September 24, 2023

071 - Features vs. Vulnerabilities

For those with a dark sense of humor, Security Researchers in AI behind some of the leading papers and recent OWASP documents on the subject of AI Security, have entered a noteworthy debate. The subject of that debate was if you could actually call all of the fundamental flaws in systems like LLMs, including confabulations/hallucinations, misalignment, and prompt injection "vulnerabilities" since they are technically "features".

The debate is largely semantic, but it highlights a critically important lesson that most people still need to learn. The Cybersecurity "vulnerability" of these systems is a "feature", not a bug, and that "feature" is added to every system they are integrated with. Why is Microsoft getting breached every month? Possibly because they've added a new "feature" to their product lines.

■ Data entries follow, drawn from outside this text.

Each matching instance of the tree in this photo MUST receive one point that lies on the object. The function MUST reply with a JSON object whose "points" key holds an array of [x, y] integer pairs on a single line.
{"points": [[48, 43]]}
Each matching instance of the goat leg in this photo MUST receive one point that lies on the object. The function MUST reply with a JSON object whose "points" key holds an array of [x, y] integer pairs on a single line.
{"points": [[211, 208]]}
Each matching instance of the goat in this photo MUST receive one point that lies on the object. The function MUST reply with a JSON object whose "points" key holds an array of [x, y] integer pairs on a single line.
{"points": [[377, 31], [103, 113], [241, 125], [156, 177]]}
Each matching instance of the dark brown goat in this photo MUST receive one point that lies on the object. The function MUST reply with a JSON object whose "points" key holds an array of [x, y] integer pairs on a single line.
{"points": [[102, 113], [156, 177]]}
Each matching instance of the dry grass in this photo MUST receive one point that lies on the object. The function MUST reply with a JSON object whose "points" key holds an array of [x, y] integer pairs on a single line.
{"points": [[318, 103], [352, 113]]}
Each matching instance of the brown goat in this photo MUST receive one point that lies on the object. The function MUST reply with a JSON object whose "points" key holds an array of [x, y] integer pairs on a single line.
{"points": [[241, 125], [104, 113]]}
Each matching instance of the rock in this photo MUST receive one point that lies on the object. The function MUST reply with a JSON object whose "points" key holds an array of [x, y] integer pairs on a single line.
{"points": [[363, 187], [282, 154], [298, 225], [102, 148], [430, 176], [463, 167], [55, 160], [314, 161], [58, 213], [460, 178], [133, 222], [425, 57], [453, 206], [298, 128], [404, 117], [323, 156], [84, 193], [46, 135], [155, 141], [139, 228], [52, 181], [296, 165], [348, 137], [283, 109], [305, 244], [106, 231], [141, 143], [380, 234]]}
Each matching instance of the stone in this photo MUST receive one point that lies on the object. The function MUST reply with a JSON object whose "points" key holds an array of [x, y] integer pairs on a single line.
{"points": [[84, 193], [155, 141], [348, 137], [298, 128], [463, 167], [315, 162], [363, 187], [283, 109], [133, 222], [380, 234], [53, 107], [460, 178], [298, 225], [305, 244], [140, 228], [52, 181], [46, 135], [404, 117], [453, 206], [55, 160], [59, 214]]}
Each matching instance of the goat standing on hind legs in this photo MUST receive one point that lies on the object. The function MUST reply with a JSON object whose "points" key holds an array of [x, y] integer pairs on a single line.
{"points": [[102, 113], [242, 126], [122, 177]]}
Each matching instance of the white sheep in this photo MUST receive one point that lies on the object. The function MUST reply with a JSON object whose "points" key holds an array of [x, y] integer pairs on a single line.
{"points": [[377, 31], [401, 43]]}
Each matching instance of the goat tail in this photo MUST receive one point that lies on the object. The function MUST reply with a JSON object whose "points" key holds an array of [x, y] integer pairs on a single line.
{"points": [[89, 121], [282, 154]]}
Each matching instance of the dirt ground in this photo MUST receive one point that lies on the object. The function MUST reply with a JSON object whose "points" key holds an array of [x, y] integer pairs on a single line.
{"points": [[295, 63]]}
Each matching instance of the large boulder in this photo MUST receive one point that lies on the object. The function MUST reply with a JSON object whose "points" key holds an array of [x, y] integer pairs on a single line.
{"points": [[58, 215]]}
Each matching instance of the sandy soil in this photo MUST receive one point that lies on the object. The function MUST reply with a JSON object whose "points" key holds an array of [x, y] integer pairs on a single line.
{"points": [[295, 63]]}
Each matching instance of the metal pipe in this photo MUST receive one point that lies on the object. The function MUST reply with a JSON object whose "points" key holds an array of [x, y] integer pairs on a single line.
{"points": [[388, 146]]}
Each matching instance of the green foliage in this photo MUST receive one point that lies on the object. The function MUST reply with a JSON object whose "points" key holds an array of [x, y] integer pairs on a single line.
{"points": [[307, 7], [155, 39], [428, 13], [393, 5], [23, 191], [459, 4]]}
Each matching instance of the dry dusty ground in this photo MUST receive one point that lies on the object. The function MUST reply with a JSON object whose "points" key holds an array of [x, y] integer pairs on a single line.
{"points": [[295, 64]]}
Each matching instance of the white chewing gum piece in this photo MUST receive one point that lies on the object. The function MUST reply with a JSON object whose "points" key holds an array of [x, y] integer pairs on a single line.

These systems have also been accurately described as "an auto-complete function that ate the internet", and such a function is specifically designed to confabulate/hallucinate, which is a feature of the architecture.

Systems like LLMs are also architected specifically not to include any factual grounding or philosophical understanding. The data they train on is effectively turned into token-based confetti as a feature of the process, since they can't store or process human-like concepts, including those required for alignment.

The one known exception to this is when an LLM is tightly bound on both sides and used as a communication device by a working cognitive architecture. This is a very different process than how humans interact with such systems, putting them to work in one very specific way where they can function reasonably well.

If any government, corporation, organization, or other entity demands Cybersecurity, Factuality & Explainability, and/or Alignment, what they demand is mutually exclusive to the architecture of LLMs.

LLMs alone do not, and fundamentally cannot offer these things, any more than a toaster oven can do your taxes. In both cases, starting a fire is the predictable outcome.